Not trying to call anyone out, just thought I'd post this in case it's a useful data point for anyone who's forming an opinion about the value of this kind of forecasting effort. I'm sure there are situations where this kind of thing would have a lot of informational/predictive value, I'm just observing that this wasn't one of those situations.
@Exegete good feedback! the main argument isn't that the market is inefficient, bc yeah markets are bound to be inefficient when ppl put little effort into betting on them and they are very thin and so on, it's rather that it might give a misleading appearance of having a sensible price, to onlookers, when it doesn't? fair tbh. I wonder what, like, general behaviour change i should do to make this issue less bad
@Bayesian I don't think you were the main problem, but I would suggest in the future only making a market if you have the time/inclination/ability to specify good, precise resolution criteria. This one felt a bit undercooked to me (we weren't going to find out what we were betting on until after it resolved and you asked Sentinel). Not trying to hate, I know you had good intentions.
And then the bigger issue in my view, which you have no control over (I assume) is that Manifold doesn't signal to observers/visitors that a given market is "very thin" etc. and not a reliable signal of anything. I think some kind of easy-to-spot disclaimer like "hey btw this market is very small (X mana wagered) and involves only a few bettors (X number) so don't assume that it communicates reliable information" would be a good addition. As it is it's pretty hard to discern that information and people default to assuming that the number is meaningful.
https://news.bloomberglaw.com/class-action/anthropic-settles-major-ai-copyright-suit-brought-by-authors
Case is being settled, so it won't go to trial. A settlement does not involve an "award" of "damages," and Anthropic has not "lost" (a settlement is not a "loss") so as soon as the settlement is officially entered I believe all five markets can close "No."
Unless we want to say that a settlement for X amount counts as a damages award for X amount and that settling counts as Anthropic "losing." Either way, all five should be able to close once settlement terms become public.
@Bayesian It will probably be five no's either way, because it's unlikely that the settlement amount will be >1.5b. But we'll know for sure once the settlement terms are announced.
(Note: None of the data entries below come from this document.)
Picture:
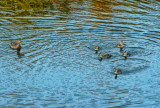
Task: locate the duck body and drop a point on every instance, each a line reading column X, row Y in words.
column 16, row 45
column 117, row 71
column 104, row 56
column 120, row 45
column 96, row 48
column 126, row 54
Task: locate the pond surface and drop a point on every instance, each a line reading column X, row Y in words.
column 59, row 68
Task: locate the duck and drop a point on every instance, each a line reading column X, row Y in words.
column 120, row 45
column 96, row 48
column 16, row 45
column 117, row 71
column 104, row 56
column 125, row 54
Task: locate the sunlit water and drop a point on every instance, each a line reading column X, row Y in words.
column 60, row 68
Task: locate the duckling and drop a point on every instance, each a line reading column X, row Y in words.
column 104, row 56
column 16, row 45
column 117, row 71
column 125, row 54
column 120, row 45
column 96, row 48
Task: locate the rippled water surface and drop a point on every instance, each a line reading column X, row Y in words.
column 59, row 67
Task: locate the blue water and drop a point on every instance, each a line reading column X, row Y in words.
column 60, row 69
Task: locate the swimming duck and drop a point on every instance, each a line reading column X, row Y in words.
column 125, row 54
column 96, row 48
column 117, row 71
column 104, row 56
column 16, row 45
column 120, row 45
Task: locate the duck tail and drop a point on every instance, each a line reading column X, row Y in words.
column 115, row 76
column 18, row 51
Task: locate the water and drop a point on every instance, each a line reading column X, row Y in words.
column 60, row 68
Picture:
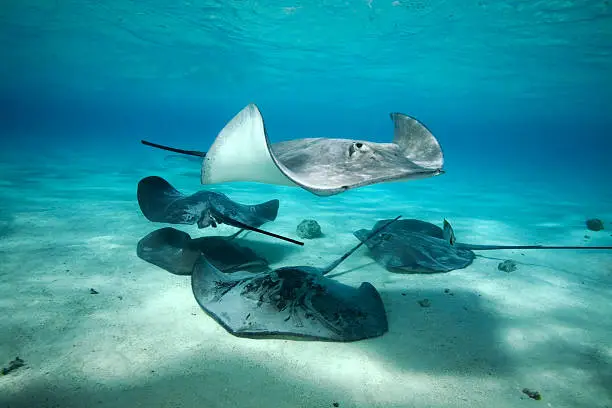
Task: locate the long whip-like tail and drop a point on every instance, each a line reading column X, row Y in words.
column 175, row 150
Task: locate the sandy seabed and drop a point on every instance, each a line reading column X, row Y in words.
column 69, row 225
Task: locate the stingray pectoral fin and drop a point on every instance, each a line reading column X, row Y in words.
column 417, row 142
column 168, row 248
column 241, row 152
column 268, row 210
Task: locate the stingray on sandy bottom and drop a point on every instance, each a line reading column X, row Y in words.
column 415, row 246
column 322, row 166
column 292, row 301
column 160, row 202
column 176, row 252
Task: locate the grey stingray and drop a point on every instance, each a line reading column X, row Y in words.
column 160, row 202
column 322, row 166
column 292, row 301
column 176, row 252
column 416, row 246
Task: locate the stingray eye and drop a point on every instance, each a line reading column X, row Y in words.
column 356, row 147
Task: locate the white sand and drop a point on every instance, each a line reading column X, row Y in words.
column 144, row 342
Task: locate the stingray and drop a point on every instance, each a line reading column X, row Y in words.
column 291, row 301
column 160, row 202
column 176, row 252
column 415, row 246
column 322, row 166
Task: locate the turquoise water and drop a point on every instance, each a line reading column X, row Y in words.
column 519, row 94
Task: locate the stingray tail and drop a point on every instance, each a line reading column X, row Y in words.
column 242, row 225
column 154, row 194
column 337, row 262
column 449, row 234
column 475, row 247
column 175, row 150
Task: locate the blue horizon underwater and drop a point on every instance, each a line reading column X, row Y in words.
column 128, row 282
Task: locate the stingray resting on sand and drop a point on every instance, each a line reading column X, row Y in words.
column 292, row 301
column 322, row 166
column 415, row 246
column 176, row 252
column 160, row 202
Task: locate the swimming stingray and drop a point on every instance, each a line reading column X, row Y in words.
column 242, row 152
column 176, row 252
column 160, row 202
column 415, row 246
column 289, row 301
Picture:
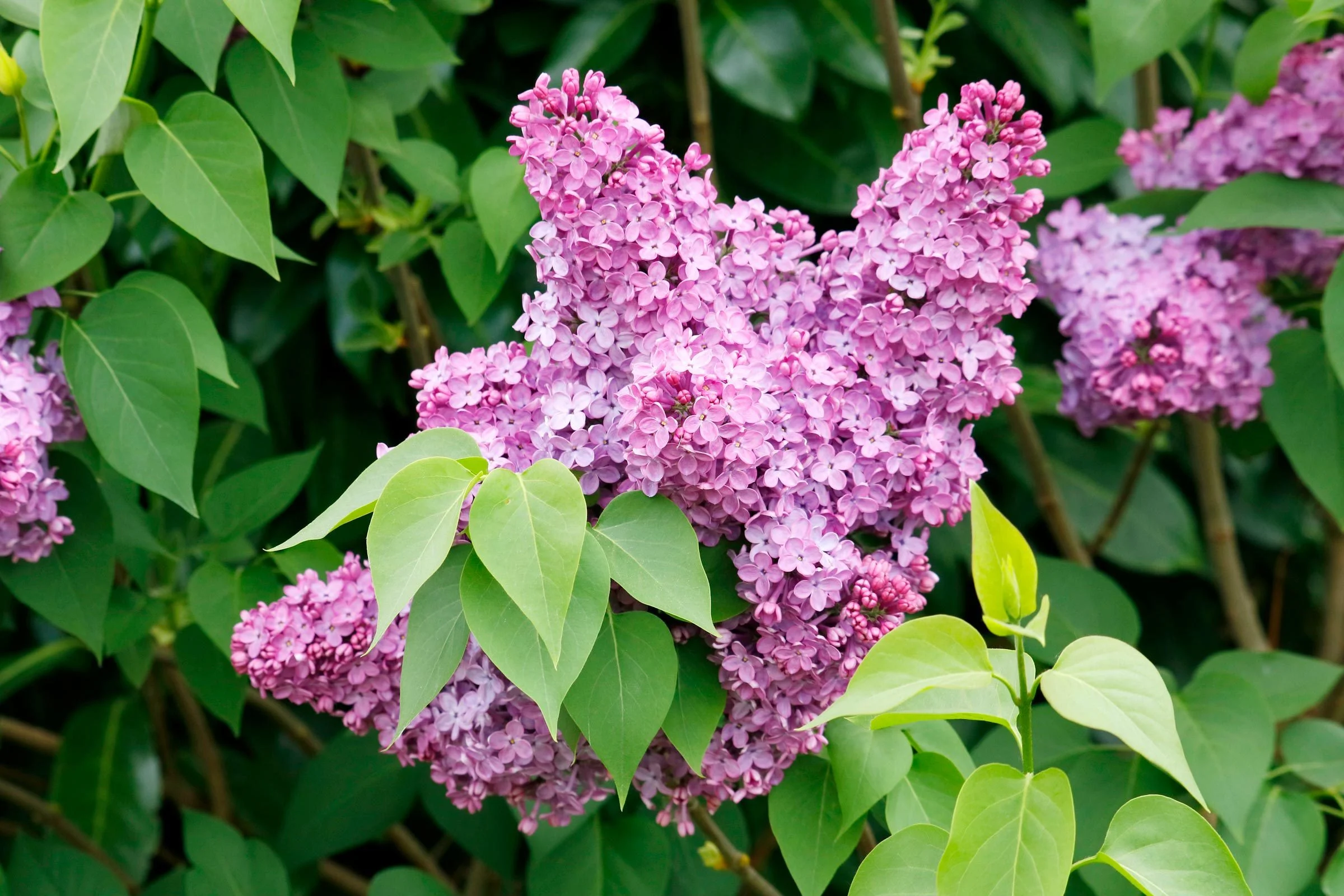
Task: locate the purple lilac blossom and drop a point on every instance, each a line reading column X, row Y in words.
column 785, row 391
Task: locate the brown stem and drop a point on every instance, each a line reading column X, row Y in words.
column 203, row 745
column 737, row 861
column 1137, row 461
column 50, row 817
column 1221, row 535
column 905, row 102
column 1043, row 486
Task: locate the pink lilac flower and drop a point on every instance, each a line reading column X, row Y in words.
column 785, row 391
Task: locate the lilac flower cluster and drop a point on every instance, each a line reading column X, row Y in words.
column 35, row 410
column 784, row 390
column 1161, row 325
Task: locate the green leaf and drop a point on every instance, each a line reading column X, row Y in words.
column 106, row 781
column 529, row 530
column 1166, row 850
column 272, row 22
column 72, row 586
column 1082, row 602
column 905, row 864
column 405, row 881
column 206, row 346
column 391, row 38
column 1011, row 833
column 1127, row 35
column 88, row 46
column 304, row 116
column 249, row 500
column 1269, row 200
column 212, row 676
column 698, row 703
column 932, row 652
column 414, row 524
column 758, row 52
column 1284, row 844
column 362, row 494
column 436, row 638
column 1228, row 731
column 195, row 31
column 624, row 692
column 50, row 868
column 1002, row 563
column 1107, row 684
column 514, row 645
column 429, row 170
column 656, row 557
column 469, row 268
column 807, row 820
column 1292, row 684
column 1314, row 749
column 1082, row 156
column 502, row 202
column 1305, row 409
column 244, row 402
column 866, row 765
column 133, row 375
column 202, row 169
column 48, row 231
column 348, row 794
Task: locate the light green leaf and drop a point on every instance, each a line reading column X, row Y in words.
column 1228, row 731
column 1292, row 684
column 133, row 375
column 807, row 820
column 905, row 864
column 469, row 268
column 758, row 52
column 206, row 346
column 529, row 530
column 48, row 231
column 88, row 46
column 394, row 38
column 931, row 652
column 624, row 692
column 362, row 494
column 1166, row 850
column 272, row 22
column 866, row 765
column 303, row 117
column 655, row 555
column 72, row 586
column 502, row 202
column 1105, row 684
column 414, row 524
column 1128, row 34
column 202, row 169
column 429, row 170
column 253, row 497
column 436, row 638
column 106, row 781
column 1002, row 563
column 514, row 645
column 698, row 703
column 195, row 31
column 1011, row 833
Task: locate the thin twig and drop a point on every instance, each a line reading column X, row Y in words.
column 1137, row 461
column 1221, row 535
column 736, row 860
column 1043, row 486
column 905, row 102
column 50, row 817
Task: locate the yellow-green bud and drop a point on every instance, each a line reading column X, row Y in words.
column 11, row 76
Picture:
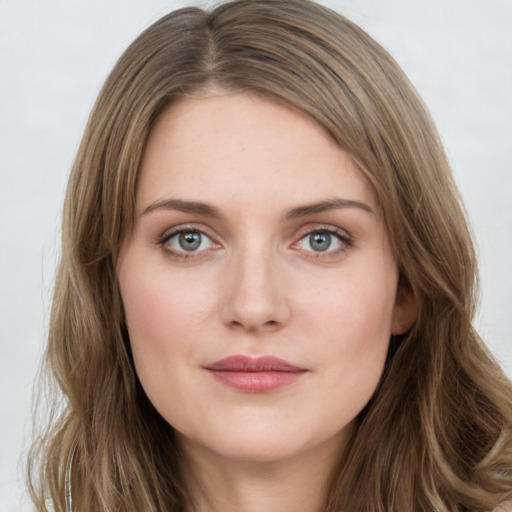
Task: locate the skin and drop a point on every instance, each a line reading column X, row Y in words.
column 257, row 286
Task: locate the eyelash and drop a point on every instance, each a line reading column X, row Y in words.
column 344, row 239
column 181, row 255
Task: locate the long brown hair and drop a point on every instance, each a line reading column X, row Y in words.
column 437, row 434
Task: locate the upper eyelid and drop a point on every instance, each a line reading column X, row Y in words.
column 214, row 236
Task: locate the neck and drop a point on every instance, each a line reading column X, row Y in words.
column 296, row 484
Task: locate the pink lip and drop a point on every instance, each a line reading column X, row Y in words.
column 255, row 375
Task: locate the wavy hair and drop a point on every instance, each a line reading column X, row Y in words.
column 436, row 435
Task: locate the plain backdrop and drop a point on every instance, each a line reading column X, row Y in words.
column 54, row 56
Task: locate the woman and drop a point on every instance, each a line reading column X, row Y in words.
column 267, row 285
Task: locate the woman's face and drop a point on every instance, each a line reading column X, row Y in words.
column 259, row 285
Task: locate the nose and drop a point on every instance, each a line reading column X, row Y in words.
column 255, row 296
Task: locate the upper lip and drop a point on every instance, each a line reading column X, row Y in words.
column 241, row 363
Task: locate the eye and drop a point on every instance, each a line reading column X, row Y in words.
column 323, row 241
column 187, row 241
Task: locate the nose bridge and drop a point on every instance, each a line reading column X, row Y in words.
column 254, row 298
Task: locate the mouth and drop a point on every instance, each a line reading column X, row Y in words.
column 255, row 375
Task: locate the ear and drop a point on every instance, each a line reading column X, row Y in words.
column 405, row 311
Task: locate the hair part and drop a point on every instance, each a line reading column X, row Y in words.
column 437, row 435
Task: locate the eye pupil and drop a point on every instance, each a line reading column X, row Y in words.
column 190, row 240
column 320, row 241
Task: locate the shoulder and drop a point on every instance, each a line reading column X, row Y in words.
column 504, row 507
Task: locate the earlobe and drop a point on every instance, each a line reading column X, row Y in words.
column 405, row 312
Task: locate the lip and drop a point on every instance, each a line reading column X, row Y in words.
column 255, row 375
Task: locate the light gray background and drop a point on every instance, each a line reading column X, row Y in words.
column 54, row 56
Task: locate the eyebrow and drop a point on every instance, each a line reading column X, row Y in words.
column 298, row 212
column 323, row 206
column 184, row 206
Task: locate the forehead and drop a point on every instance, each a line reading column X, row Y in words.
column 229, row 147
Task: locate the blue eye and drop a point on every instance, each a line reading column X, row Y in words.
column 189, row 241
column 323, row 241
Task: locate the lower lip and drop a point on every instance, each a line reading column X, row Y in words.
column 256, row 382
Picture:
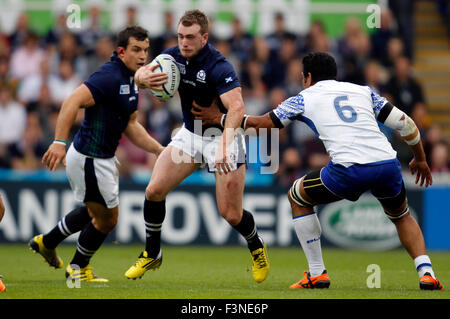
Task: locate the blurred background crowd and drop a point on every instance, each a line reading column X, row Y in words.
column 37, row 72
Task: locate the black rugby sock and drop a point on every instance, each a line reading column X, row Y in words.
column 154, row 214
column 247, row 228
column 89, row 242
column 71, row 223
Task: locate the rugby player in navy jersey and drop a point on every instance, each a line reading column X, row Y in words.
column 205, row 76
column 110, row 100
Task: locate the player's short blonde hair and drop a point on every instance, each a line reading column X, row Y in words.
column 195, row 17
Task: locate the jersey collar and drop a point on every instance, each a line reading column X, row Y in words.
column 115, row 58
column 202, row 53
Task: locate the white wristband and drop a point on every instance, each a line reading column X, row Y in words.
column 60, row 142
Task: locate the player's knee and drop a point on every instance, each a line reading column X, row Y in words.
column 232, row 216
column 155, row 193
column 105, row 224
column 397, row 215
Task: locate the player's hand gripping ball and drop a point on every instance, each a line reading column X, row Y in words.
column 164, row 63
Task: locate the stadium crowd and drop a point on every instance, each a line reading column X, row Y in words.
column 38, row 72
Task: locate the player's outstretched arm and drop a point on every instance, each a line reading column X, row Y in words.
column 419, row 166
column 80, row 98
column 146, row 79
column 137, row 134
column 396, row 119
column 234, row 103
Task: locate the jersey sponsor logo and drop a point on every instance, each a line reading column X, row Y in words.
column 361, row 224
column 201, row 76
column 125, row 89
column 189, row 82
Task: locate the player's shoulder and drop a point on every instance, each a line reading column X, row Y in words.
column 173, row 51
column 216, row 59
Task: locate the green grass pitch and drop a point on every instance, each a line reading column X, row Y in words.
column 195, row 272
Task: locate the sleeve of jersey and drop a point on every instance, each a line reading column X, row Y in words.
column 224, row 77
column 102, row 86
column 378, row 102
column 289, row 110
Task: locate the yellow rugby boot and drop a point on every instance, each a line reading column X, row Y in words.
column 260, row 267
column 37, row 245
column 73, row 272
column 143, row 264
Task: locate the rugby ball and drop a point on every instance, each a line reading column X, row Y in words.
column 166, row 64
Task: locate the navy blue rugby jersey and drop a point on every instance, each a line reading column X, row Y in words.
column 116, row 98
column 203, row 78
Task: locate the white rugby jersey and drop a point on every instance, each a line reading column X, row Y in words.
column 343, row 115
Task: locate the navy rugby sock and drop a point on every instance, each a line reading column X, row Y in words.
column 154, row 214
column 247, row 228
column 89, row 242
column 71, row 223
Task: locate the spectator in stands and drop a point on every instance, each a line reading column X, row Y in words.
column 13, row 116
column 381, row 36
column 403, row 11
column 158, row 44
column 405, row 90
column 103, row 50
column 69, row 50
column 373, row 75
column 317, row 40
column 92, row 29
column 64, row 83
column 21, row 32
column 291, row 168
column 432, row 137
column 54, row 34
column 27, row 152
column 354, row 49
column 439, row 158
column 5, row 47
column 280, row 32
column 26, row 60
column 44, row 108
column 292, row 82
column 5, row 75
column 395, row 49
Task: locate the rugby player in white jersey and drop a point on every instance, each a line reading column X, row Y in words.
column 344, row 116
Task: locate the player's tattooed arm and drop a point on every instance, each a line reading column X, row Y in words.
column 212, row 115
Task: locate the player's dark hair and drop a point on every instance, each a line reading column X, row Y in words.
column 123, row 37
column 195, row 17
column 321, row 65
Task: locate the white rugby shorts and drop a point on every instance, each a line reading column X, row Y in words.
column 203, row 148
column 93, row 179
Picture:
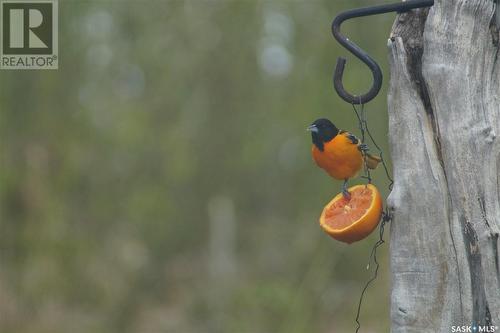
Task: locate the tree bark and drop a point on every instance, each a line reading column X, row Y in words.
column 444, row 118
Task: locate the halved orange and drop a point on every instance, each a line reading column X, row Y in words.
column 350, row 220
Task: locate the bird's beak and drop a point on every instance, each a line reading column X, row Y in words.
column 312, row 128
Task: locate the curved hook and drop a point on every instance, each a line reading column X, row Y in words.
column 399, row 7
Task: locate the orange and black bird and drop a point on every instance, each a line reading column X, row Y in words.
column 338, row 152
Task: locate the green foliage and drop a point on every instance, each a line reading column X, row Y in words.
column 161, row 179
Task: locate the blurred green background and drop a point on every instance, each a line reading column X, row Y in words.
column 161, row 179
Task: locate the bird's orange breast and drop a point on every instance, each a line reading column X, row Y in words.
column 340, row 157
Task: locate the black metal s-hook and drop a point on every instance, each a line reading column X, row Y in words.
column 399, row 7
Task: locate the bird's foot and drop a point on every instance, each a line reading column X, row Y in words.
column 363, row 147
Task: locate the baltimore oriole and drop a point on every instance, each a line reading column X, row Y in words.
column 338, row 152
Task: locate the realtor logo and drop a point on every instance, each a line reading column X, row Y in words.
column 29, row 35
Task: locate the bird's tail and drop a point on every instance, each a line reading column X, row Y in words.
column 372, row 161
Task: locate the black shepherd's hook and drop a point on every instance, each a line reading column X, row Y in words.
column 399, row 7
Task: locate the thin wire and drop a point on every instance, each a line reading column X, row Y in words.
column 363, row 127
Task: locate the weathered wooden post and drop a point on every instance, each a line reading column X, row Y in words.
column 444, row 119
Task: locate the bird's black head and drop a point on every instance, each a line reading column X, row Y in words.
column 322, row 130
@MaxE Looking at the sentinel blog post, it seems like you may be right. They cite odds of certain damages awards "conditional on Anthropic losing at trial." I only bet on the "will it go to trial" question (which seems like a safe "no" at this point) so I have no dog in the fight either way.
All the markets on this:
- https://manifold.markets/GauravYadav/will-anthropic-lose-the-authors-cop
- https://manifold.markets/Bayesian/the-potentially-businessending-anth
- https://manifold.markets/CharlesFoster/will-anthropic-be-ordered-to-pay-1b
- https://manifold.markets/Nu%C3%B1oSempere/will-anthropic-go-bankrupt-or-be-di
@Mactuary The intent is to mirror whatever Sentinel was predicting, I don’t know what would seem most reasonable, hmmmmm
@Bayesian I feel like a settlement here is as likely as not, especially if there's the potential for a company ending award. I think using the value of the settlement is closest to "correct", though on a technicality you might call that not going through a jury trial.
As one piece of weak evidence, the tobacco case, referenced in a retweet, was settled.